# Other Pythons > Blood Pythons >  At what size / weight do blood python females breed?

## TexasCowboy1979

At what size / age / weight do blood python females breed?

----------


## Gloryhound

You'll get 300+ opinions if you ask about ball pythons, but unfortunately it has been difficult to get anyone to come out and peg a weight for breeding with bloods.  At the beginning of this season one of our females was 3 years old, 10 lbs, and looked fairly thick.  The other Female was 6 years old, 32 lbs, and looked really thick at around 6'6" long.  We have bred them both.  Neither of them have laid for us, but they both have been laying on their sides and just looking completely miserable.  Hopefully they lay for us, but if not we will change what we tried last year and try again this coming season.

----------


## mainbutter

Yeah I'm sure that K-mart or some of the other guys here on bp.net with a great blood collection haven't chimed in yet.

In general with seemingly 90% of pythons, at 3 years if they've been healthy and didn't have 12 month long fasts, you're usually good.

----------


## Jay_Bunny

Not to hijack this thread but how much does a breedable female blood go for?
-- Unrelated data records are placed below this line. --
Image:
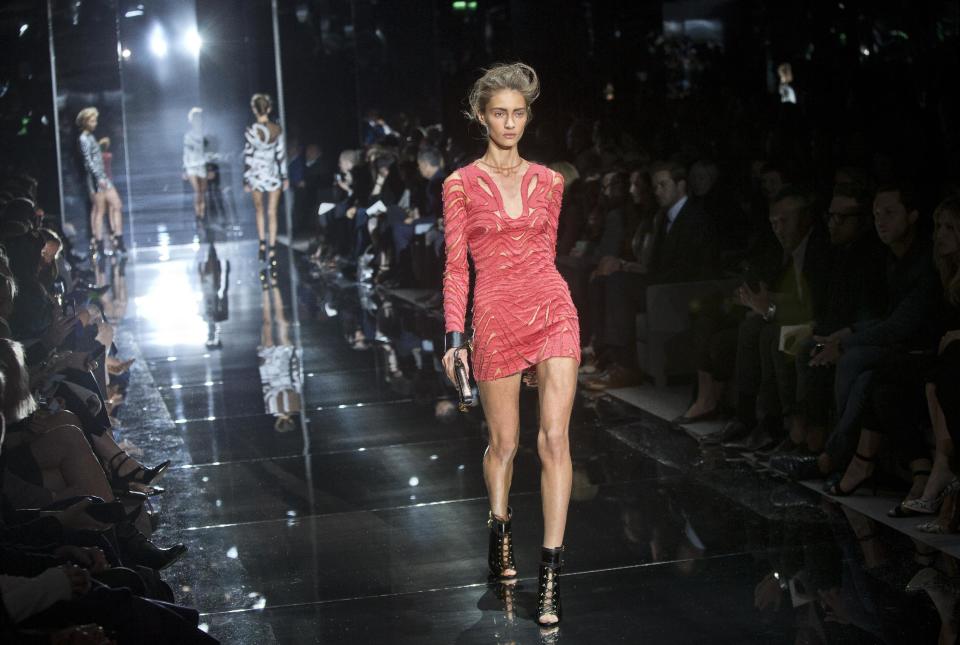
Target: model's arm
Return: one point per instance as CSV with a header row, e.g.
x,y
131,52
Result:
x,y
92,158
456,275
248,148
281,156
555,198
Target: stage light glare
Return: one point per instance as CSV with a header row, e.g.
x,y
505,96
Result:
x,y
158,42
193,42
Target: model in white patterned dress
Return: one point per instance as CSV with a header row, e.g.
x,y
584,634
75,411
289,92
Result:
x,y
265,171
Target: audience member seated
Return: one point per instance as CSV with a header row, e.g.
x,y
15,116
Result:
x,y
766,377
682,250
906,392
857,350
855,294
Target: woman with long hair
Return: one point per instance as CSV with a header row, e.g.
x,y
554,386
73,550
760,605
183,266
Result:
x,y
503,211
195,162
265,172
103,195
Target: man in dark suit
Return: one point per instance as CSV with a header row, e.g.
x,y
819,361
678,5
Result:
x,y
794,294
681,248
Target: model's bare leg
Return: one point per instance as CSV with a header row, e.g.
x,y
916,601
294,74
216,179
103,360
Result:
x,y
199,195
501,407
258,207
557,387
97,206
115,211
272,204
940,474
I will be watching this thread as bloods are the next species I want to get into.  :Very Happy:

----------


## mainbutter

Considering I rarely see them for sale, probably pricey.  I think the last time I saw an adult pair of normals (they were a little below average in looks) for sale, it was listed for somewhere around a grand.  Of course, some of the best examples of "normals" fetch more than a grand as hatchlings.

----------


## mainbutter

> Yeah I'm *surprised* that K-mart or some of the other guys here on bp.net with a great blood collection haven't chimed in yet.


fixed

----------


## Gloryhound

Kingsnake list female juveniles around 300+ shipping.  Saw another ad for a 2007 yellow for around the same price, but in the picture it looks awful small to be a 2007 female. 

I know if I was going to buy an adult I would make sure I handled it first.  A lot of people are moving the normal WC and CH animals out of their collection and they tend to be the ones that every one refers to when the say typical blood attitude.  All of ours are pretty tame and at most hiss at us until we get them in the tub, then they sigh.   :Smile:   Also I don't think most female adult bloods would be under the max girth limit listed by Fed-ex for shipping reptiles.

----------


## K-mart

Generally speaking I'd say 3 years old at minimum.I have had very little success breeding females at that age,but it can/has been done.
I have seen the weight range in females laying clutches varying anywhere from 10-21lbs. these animals were all at least 4years + old.
Now I assume your referring to Brongersmai,(Bloods).
These are my own personal observations in keeping Brongersmai,not hard and fast rules.
Hope this helps.

----------